Congressman Cam Brady (Will Ferrell) is used to running for office unopposed, but when he mistakenly leaves a message meant for his mistress on a unsuspecting family’s answering machine, the powers that be decide that Cam’s days are numbered. Enter first time runner Marty Huggins (Zach Galifinakis) and some dirty tricks.
It is incredibly clever that The Campaign has been released in a US election year, even if the election in question is not quite as high profile as the contest for the Leader of the Free World. Zach Galifinakis takes a little from his character in Bored to Death and brings a vulnerable yet tenacious character to the screen. It’s just a shame that Marty is almost buried in a caricature of an effeminate man trying to make it big to make his daddy proud.
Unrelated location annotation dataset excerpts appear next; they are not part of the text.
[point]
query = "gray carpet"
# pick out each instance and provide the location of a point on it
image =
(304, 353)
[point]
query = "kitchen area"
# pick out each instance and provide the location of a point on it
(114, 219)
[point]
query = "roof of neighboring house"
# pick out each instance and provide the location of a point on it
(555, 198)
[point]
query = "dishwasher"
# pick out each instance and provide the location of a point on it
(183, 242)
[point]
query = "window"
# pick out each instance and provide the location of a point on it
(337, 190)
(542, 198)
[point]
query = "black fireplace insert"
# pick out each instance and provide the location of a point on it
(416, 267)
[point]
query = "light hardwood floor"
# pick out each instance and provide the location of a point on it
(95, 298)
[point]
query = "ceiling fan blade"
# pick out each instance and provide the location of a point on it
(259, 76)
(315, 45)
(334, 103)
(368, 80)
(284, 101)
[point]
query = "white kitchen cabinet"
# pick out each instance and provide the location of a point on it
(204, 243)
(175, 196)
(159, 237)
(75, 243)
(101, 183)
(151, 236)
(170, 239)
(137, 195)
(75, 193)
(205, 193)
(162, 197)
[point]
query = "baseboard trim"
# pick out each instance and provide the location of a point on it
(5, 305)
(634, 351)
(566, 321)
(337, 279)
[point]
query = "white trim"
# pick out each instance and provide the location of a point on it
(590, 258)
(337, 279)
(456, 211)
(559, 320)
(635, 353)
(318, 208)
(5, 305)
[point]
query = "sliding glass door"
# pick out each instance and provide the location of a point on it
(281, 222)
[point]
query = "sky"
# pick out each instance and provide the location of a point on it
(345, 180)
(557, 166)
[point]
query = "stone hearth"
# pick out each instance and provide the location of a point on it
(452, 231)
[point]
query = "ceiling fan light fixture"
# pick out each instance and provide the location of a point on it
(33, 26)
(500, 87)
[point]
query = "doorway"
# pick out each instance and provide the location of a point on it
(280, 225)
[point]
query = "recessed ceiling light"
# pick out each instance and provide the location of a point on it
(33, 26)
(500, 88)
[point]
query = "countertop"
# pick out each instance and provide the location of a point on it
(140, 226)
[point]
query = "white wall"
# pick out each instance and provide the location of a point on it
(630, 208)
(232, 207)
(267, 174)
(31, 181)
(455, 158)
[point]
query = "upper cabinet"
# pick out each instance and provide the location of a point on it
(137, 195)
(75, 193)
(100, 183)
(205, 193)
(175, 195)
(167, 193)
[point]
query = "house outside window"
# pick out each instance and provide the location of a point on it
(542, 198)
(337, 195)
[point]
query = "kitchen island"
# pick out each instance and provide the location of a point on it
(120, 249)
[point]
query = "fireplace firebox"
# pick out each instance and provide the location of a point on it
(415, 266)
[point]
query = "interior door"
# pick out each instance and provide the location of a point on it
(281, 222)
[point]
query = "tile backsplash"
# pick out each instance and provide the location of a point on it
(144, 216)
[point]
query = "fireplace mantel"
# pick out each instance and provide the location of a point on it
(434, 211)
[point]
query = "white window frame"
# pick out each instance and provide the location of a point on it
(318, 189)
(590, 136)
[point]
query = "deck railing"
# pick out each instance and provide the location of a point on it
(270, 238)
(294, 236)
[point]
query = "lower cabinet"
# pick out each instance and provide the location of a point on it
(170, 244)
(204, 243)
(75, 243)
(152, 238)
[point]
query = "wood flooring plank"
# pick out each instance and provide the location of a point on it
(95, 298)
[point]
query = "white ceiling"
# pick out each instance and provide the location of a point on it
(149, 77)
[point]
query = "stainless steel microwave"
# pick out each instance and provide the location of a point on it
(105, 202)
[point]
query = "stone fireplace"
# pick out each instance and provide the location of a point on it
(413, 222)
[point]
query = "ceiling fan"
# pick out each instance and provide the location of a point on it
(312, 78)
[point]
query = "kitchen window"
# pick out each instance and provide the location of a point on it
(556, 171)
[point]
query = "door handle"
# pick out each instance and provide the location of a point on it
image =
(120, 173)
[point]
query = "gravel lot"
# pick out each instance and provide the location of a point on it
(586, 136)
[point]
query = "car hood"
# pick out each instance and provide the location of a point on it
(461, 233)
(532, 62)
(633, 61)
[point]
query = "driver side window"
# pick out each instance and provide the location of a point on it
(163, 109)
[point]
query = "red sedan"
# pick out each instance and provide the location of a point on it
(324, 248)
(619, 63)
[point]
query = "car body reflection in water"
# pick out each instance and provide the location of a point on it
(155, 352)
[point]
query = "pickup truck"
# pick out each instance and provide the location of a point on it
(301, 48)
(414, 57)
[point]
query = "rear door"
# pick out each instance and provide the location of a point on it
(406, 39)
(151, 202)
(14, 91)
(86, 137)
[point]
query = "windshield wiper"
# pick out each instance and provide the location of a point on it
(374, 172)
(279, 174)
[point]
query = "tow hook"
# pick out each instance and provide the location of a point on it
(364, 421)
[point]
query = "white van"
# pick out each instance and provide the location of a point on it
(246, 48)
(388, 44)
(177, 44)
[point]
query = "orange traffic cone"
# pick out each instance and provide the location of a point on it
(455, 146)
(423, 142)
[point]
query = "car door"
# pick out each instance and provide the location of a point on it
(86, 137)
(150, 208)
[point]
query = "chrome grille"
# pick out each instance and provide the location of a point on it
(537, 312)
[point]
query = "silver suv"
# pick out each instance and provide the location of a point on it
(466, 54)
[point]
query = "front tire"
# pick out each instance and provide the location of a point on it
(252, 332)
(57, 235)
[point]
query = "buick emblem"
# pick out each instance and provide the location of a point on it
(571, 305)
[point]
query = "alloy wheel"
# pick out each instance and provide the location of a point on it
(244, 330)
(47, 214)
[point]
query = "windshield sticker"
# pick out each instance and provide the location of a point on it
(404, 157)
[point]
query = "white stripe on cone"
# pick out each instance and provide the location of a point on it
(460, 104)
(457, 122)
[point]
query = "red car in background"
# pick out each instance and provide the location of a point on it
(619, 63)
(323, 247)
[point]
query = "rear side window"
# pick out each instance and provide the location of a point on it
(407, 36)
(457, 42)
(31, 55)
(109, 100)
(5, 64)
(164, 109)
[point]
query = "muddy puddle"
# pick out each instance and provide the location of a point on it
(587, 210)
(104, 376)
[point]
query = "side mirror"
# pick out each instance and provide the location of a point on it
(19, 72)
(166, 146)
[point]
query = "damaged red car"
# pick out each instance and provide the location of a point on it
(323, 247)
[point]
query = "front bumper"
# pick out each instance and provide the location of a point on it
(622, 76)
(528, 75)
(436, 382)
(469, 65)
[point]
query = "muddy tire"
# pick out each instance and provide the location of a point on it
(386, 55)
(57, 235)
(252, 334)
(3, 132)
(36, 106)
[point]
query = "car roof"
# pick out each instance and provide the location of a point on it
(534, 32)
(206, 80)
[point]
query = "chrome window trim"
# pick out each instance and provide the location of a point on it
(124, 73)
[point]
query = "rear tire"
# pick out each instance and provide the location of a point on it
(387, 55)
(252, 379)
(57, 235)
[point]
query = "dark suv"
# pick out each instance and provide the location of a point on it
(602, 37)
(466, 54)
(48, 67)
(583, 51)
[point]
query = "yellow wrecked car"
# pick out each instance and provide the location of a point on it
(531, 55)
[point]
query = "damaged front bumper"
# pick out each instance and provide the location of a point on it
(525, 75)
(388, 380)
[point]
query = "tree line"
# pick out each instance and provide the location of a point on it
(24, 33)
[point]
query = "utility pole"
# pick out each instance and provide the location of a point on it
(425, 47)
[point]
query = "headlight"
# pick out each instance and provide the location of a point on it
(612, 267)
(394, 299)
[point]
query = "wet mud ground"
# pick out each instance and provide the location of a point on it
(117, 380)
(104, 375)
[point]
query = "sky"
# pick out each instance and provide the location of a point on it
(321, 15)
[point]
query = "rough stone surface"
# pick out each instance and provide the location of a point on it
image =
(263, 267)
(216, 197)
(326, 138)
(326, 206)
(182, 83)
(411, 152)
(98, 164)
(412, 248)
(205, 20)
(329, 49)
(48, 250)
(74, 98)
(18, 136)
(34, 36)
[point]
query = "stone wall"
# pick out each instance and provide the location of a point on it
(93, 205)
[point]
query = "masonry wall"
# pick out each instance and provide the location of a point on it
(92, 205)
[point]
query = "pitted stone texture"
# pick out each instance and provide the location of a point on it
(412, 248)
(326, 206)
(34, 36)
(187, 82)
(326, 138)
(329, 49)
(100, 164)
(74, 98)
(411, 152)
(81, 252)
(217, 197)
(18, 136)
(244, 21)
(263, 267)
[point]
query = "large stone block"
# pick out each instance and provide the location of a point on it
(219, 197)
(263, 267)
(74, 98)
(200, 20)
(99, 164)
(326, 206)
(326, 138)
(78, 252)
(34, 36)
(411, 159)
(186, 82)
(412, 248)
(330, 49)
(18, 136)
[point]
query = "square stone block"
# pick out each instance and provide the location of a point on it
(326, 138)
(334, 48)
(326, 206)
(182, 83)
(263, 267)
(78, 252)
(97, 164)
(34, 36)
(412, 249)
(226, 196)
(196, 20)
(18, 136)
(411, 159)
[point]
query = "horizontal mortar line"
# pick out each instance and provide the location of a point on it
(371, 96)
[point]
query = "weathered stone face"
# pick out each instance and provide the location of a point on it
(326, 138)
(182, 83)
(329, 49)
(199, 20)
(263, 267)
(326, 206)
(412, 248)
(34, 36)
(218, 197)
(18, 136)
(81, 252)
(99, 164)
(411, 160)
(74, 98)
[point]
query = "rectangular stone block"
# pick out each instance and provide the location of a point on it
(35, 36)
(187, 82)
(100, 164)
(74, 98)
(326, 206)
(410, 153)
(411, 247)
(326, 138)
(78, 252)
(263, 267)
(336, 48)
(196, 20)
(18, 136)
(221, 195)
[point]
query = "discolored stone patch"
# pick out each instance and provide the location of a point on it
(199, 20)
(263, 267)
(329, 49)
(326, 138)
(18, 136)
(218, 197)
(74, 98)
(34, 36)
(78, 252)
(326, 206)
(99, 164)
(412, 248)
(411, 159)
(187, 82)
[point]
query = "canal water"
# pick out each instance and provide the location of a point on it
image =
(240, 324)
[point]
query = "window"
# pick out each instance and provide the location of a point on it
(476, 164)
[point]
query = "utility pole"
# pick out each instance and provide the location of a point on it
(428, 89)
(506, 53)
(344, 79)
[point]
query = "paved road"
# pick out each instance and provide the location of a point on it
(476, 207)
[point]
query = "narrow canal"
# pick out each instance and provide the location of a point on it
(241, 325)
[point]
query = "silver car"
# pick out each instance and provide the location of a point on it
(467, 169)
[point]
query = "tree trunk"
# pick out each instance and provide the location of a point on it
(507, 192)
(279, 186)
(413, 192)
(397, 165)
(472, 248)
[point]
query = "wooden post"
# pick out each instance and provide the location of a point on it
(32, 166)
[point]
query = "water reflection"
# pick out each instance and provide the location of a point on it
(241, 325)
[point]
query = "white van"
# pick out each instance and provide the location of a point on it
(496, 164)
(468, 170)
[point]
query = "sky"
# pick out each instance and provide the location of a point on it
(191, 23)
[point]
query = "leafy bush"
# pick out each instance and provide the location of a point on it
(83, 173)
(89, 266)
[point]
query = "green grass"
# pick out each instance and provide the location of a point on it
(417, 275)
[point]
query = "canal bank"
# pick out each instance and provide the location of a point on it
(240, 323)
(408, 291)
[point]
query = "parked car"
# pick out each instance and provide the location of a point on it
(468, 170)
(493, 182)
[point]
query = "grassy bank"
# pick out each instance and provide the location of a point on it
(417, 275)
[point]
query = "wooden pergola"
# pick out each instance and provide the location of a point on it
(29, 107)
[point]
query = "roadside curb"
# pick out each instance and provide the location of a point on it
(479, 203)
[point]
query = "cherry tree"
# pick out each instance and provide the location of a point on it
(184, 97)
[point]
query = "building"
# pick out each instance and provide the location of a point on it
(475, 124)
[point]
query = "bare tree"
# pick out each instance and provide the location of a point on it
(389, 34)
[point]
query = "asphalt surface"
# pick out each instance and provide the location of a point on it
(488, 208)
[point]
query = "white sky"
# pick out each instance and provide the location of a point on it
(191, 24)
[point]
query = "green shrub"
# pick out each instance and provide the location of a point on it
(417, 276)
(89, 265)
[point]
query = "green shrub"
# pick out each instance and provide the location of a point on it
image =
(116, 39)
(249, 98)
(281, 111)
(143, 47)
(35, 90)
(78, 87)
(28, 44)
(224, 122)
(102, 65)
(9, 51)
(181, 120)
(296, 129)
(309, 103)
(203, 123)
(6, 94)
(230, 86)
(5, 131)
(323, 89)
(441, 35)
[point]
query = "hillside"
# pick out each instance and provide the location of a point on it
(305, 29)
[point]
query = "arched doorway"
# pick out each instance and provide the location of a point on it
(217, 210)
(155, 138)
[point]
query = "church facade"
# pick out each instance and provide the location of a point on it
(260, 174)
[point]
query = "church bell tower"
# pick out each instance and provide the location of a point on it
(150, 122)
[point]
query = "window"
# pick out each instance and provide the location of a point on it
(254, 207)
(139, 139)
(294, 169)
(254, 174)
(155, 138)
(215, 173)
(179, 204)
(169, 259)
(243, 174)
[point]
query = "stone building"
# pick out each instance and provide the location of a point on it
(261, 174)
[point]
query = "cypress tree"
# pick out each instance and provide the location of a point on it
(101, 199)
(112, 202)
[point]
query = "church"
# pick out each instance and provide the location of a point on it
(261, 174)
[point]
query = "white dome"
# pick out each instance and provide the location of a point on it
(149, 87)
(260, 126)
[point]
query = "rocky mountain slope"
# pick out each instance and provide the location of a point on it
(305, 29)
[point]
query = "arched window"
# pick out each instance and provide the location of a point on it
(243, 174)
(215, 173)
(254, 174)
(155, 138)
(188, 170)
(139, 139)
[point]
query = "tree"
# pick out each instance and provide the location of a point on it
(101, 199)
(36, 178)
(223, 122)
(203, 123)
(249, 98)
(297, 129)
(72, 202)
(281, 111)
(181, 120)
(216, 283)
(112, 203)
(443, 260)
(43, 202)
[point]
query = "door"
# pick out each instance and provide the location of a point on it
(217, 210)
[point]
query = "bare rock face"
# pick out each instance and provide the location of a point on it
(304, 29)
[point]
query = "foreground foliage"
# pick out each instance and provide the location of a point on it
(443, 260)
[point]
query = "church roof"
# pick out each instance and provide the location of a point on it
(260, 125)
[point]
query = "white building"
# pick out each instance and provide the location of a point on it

Meanwhile, Cam Brady seems to be a watered down, modern day version of Ron Burgundy. There is little doubt that Will Ferrell is doing what he does best with The Campaign, but this is nothing we haven’t seen him do before. That said, he is entertaining, if not ground breaking.
John Lithgow and Dan Aykroyd steal the show, however, as the manipulative heads of a corporation who want to bring slave labour to America. Lithgow’s performance is reminiscent of his terrifying turn as B.Z. in Santa Claus the Movie, and it is obvious that he relishes playing the over the top villain. All he, and the equally great Dan Aykroyd are short of doing is practicing their evil laughs and stomping on bunnies… Or something.
In essence, The Campaign is an entertaining look at what goes on behind the scenes of a political campaign. Every dirty trick in the book is brought into play, as is blatant manipulation and mudslinging. It could be that director Jay Roach’s inspiration for The Campaign came from his 2008 TV movie The Recount, and the resolution of the election is surely a nod towards the alleged election fixing of the 2000 Presidential election in the US. It’s just a shame that any apparent message is hidden under layers of familiar gross out comedy and Will Ferrell shouting.
In all, The Campaign is an entertaining look at the corruption of politics, but instead of this being a comedy with a message, the film turns into Will Ferrell and Zach Galifinakis doing what they are good at. Not that there is anything particularly wrong with that, mind.